We chatted for a while longer and then she headed out.
Just as she pulled off, Eddie pulled up. I checked myself in the mirror.
Damn it! I looked a mess. I wanted to be dressed before he came by.
“How are you going to catch a man, looking like a man?” I scowled my reflection, and threw off my scarf just before Eddie turned the knob.
“Hey,” I chimed.
Eddie walked in without speaking.
He smelled like Polo again.
So, what they were all buddy-buddy again, while I had to work for it? What kind of crap was that? If anything, he should have been equally mad at the both of us. I mean to me that made more sense.

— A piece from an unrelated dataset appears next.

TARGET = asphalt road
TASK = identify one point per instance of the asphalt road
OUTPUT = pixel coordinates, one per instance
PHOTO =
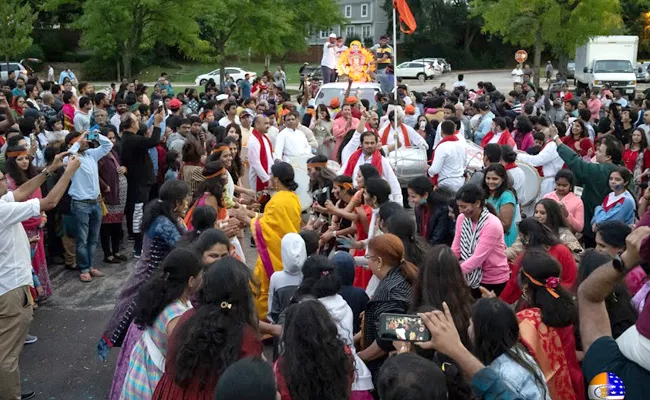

They’d always been close but damn! You’d think that he would have been more concerned with trying to mend the relationship with the woman that he’d married and the mother of his kids, rather than mending his friendship with the man that was just as guilty. Hell if he wanted a best friend that bad, I could be his best friend, and his wife, and I was the one with that good stuff that had been making him cum in just two minutes for the last few years.
Humph. I’m just saying.
More than ever before, their friendship made me feel some kind of way. They’d always been too close for comfort, but at that moment I realized that maybe they’d been close in an unhealthy sort of way. It was more than just some “we grew up together” bull crap. They could tell that to someone else who might actually believe it because as of that very moment, I no longer did.